I thought, maybe the debugger is holding it in reset. So I built the sample project in 2018.3, which went as expected, then I remove the pcie device, flash the FPGA and add it back. The result is exactly the same.

RHSResearchLLC commented 3 years ago

Eric,

I'm not 100% sure I understand what you are saying- does it work properly with 2018.3, or do both versions have issues?

I have one motherboard where I get a flaky connection if I build using Vivado 2020. So the bitstream that ships with the board is built using 2018 (I believe) and I've never had any issues with it. When you say M.2 adapter, which adapter are you using?

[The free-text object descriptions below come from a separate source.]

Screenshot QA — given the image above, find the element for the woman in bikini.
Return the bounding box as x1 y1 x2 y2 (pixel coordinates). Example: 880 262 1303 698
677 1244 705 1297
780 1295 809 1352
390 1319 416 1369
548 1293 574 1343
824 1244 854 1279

I've tried several passive adapters and they all seem to work fine.

spaceotter commented 3 years ago

My previous post was only about 2018.3, but I tested 2020.2 as well. With the pcie switch card: 2018.3 worked. 2020.2 didn't Without the switch card, using an adapter (not sure what part number) like this one https://www.amazon.com/gp/product/B00MYCQP38 Neither version of vivado works. Pretty sure the failure mode is always as above. I could try testing the adapters with an SSD later.

spaceotter commented 3 years ago

The motherboard is an MSI Creator TRX40. I might have time on Wednesday to test combinations of adapter and maybe another computer. Does the trace above give any hint what might be going wrong?

RHSResearchLLC commented 3 years ago

Yes it looks like the config space is returning all 0xFFFF. I've seen this happen when the link drops. Even if the link recovers, it seems the config space doesn't.

It would be interesting to try the adapter with SSD. I've never had a problem linking up with adapter or without, when built with 2018 or 2019. I haven't had a chance yet to figure out what the deal is when using 2020. I've tried about 8 different motherboards on a LiteFury built with 2020, and all of them worked fine except for one.

spaceotter commented 3 years ago

Is the config space in the programmable logic? Why doesn't it get reset by the JTAG?